Is there hope? This is where I always say “a national health system”. I still say it. It is true that a national health system will not solve society’s problems – people will still need homes and food for health. It will not ensure quality of care. It will not mean that family medicine gets its due as the centerpiece of healthcare.

But it provides the context and mechanism for all of these. Most important, and of course this will be the challenge – it will change the focus of the health system from making money to be about delivering health care. It would provide a context for truly measuring quality. It would provide a reason to emphasize critical thinking. It would provide an impetus for health professionals to demand societal changes that will make a difference for people’s health. It would provide a way to make population health really be public health by not excluding anyone.

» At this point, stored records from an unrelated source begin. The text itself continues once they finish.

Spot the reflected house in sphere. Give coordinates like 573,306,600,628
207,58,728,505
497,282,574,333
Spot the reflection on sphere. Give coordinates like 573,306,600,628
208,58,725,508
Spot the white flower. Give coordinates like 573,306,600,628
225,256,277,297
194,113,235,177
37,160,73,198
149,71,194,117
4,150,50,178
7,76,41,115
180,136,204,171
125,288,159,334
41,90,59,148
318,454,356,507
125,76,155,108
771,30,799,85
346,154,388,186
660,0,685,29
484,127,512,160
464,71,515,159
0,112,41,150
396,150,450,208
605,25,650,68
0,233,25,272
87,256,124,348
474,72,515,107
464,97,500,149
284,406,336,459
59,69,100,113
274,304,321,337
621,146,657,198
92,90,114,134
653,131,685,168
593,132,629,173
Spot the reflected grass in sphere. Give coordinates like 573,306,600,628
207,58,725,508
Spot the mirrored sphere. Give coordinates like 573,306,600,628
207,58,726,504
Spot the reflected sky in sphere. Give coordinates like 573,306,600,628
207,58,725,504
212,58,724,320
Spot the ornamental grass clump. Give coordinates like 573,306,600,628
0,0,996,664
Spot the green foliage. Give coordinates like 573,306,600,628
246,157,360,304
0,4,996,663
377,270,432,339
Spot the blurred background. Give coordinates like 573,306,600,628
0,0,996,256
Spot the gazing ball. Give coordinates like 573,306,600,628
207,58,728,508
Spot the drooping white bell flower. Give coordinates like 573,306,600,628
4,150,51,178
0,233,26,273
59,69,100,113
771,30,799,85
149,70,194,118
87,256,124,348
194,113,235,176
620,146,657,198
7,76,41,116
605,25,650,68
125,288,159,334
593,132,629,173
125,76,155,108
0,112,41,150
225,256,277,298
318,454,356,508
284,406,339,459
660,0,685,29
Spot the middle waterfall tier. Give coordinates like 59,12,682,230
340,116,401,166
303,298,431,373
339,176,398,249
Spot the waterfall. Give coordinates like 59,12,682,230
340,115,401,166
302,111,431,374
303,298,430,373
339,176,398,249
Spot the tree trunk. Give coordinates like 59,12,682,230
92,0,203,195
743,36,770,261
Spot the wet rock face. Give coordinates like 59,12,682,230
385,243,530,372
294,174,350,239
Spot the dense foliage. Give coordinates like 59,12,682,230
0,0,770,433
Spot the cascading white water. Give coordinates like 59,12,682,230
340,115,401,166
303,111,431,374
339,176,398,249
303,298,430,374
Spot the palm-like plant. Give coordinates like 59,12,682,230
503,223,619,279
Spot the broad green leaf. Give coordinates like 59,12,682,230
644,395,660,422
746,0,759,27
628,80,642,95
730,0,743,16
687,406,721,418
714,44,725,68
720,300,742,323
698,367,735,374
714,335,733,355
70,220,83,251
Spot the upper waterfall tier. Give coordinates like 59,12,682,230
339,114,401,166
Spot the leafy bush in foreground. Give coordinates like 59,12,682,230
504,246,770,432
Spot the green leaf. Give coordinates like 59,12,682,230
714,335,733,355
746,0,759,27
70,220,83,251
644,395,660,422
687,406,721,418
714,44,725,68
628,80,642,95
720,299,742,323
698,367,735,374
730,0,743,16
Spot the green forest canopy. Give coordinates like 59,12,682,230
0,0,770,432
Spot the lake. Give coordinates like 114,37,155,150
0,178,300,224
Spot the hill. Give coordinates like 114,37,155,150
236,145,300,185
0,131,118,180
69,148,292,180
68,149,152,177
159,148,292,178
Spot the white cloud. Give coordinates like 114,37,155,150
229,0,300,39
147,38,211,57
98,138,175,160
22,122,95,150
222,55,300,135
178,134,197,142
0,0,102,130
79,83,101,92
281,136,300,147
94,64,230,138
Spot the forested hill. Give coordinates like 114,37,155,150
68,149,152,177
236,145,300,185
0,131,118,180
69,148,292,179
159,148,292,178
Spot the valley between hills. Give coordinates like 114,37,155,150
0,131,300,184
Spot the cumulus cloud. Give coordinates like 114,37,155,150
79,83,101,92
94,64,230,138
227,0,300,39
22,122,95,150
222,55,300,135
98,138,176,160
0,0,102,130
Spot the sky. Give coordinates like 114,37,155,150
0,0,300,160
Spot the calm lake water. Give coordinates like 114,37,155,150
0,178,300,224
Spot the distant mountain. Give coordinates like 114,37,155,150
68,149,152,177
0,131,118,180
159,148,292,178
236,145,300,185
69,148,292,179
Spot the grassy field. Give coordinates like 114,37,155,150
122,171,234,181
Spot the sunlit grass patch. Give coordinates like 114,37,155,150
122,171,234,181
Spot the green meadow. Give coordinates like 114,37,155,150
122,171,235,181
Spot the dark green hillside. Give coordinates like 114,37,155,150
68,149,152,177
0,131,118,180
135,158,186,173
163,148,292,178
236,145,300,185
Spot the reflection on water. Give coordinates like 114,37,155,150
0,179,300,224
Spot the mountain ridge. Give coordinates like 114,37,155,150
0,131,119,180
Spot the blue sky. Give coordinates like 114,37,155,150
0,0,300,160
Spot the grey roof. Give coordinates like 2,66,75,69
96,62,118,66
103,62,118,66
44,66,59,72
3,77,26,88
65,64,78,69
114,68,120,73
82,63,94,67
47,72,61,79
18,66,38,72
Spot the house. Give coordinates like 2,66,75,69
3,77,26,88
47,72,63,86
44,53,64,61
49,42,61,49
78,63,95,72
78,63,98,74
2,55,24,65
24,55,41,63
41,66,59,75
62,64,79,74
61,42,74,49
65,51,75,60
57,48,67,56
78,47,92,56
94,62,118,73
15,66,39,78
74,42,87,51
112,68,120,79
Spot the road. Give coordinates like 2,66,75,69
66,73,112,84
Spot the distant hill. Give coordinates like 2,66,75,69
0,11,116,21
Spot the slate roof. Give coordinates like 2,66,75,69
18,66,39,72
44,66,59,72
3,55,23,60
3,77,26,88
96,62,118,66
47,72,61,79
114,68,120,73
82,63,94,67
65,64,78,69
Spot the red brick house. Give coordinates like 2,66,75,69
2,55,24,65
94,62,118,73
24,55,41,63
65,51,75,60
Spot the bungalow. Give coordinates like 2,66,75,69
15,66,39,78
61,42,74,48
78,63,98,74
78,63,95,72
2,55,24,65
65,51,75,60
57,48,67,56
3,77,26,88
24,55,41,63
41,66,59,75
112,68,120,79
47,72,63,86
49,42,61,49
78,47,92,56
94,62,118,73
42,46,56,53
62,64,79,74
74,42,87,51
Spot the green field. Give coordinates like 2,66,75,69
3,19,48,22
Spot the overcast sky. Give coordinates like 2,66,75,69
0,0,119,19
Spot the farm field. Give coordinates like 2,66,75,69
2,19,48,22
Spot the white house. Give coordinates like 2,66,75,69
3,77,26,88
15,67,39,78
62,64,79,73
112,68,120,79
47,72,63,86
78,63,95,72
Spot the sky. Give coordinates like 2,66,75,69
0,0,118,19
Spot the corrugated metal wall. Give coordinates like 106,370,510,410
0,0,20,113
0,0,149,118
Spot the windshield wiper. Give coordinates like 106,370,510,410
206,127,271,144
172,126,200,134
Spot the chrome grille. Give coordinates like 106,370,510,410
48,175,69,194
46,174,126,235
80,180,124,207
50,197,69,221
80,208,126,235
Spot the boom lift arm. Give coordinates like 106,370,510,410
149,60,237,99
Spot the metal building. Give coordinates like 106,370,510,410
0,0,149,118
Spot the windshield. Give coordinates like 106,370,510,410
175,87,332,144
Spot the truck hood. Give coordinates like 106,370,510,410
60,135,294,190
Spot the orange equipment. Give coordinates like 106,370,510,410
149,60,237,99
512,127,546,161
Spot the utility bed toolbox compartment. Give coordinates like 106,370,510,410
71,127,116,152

There will always be those who say we need to compromise, we cannot go too fast; it is something we are commonly hearing now as the campaign for the 2020 Democratic presidential nomination goes forward. But compromise is not always a good thing. Stephen Covey notes it is often lose-lose. We need win-win.

We need completely universal health care. 90% covered won’t do. “99-1/2 just won’t do” (Mavis Staples) because those are real people who are left out. Compromise means real people will not have health care. So the advocates of compromise need to specifically identify who those left out will be. I’m pretty certain they don’t think it will or should be themselves. Unless they are suggesting that we are going to leave them out, leave out the politician, pundit, wealthy, and their friends relatives and neighbors, then the people who need it most should get it most.

In the 1970s the British GP and epidemiologist Julian Tudor Hart put forward the “inverse care law”: the availability of care is inversely proportional to the need for it.[ii]

Let us correct that.

Health care for all!



[i] Freeman J, Petterson S, Bazemore A, “Accounting for Complexity: Aligning Current Payment Models with the Breadth of Care by Different Specialties”, Am Fam Physician, 2014 Dec 1;90(11):790.
[ii] Hart JT, “The Inverse Care Law”, Lancet. 1971 Feb 27;1(7696):405-12.